None of us knew when it all began to change again. One by one, the kittens weaned themselves, or were weaned. Freak and Friskie spent progressively less time in the box. Feeding got to be more haphazard, with one of the kittens nabbing Friskie when she was in a lazy mood and prodding her into a submissive huddle. Friskie had nursed forever herself as a kitten and, to this day, will knead a blanket and suck on it sometimes in a dreamy remembrance. So she seemed understanding when one of the kittens urged her to nurse.

But there was little to draw the two mother cats together. They performed their separate chores separately. Occasionally they would nuzzle each other; sometimes they even slept together.

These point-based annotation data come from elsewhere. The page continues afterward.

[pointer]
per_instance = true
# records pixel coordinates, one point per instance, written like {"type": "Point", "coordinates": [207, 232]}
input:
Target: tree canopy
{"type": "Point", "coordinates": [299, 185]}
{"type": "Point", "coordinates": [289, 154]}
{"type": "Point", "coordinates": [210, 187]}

Eventually, though, all that stopped. The kittens left home by one avenue or another. Freak and Friskie settled back into the pattern of their separate lives. No one knows what happened to the Tom that had put them in this predicament. (Neither one of them ever had litters again.) And they seemed to forget it all, to the extent of becoming almost complete strangers.

Occasionally Freak would hiss at Friskie at the cat dish. But more often she would just leave if Friskie invaded her personal space. Which didn't happen too often, since Friskie basically kept her distance.

Later that year, we were out with a friend of ours in our backyard, which sat on a cliff overlooking the Hudson River and New York City. One of the little girls pulled a branch off a bush and, under a leaf, we found a strangely brilliant cocoon. Right beside it, on another leaf, was another cocoon. We took one cocoon and put it in a jar with some leaves, and our friend took another. The children watched as the cocoons became an iridescent black with several gold studs on one end. Until one sunny afternoon, the friend phoned to say that her cocoon was opening. We picked up our jar, and ours was opening at the same time.

In different parts of the city, two beautiful monarch butterflies emerged from their shells, puffed out their wings, dried them in the sun, and flew away.

We've long since moved from that house, taking our cats and our lives with us to New England; and, indeed, our lives began to diverge, almost immediately, like the fingers of a river at the delta, as it empties into deeper waters.

One morning, one of us found Freak curled up behind the washing machine. She died in her sleep 18 years after we first got her. Friskie is still around, though. Sleek and dark. And if you pet her long enough, she'll stretch out her front paws, grab a blanket, and close her eyes. Then, she'll start to nurse.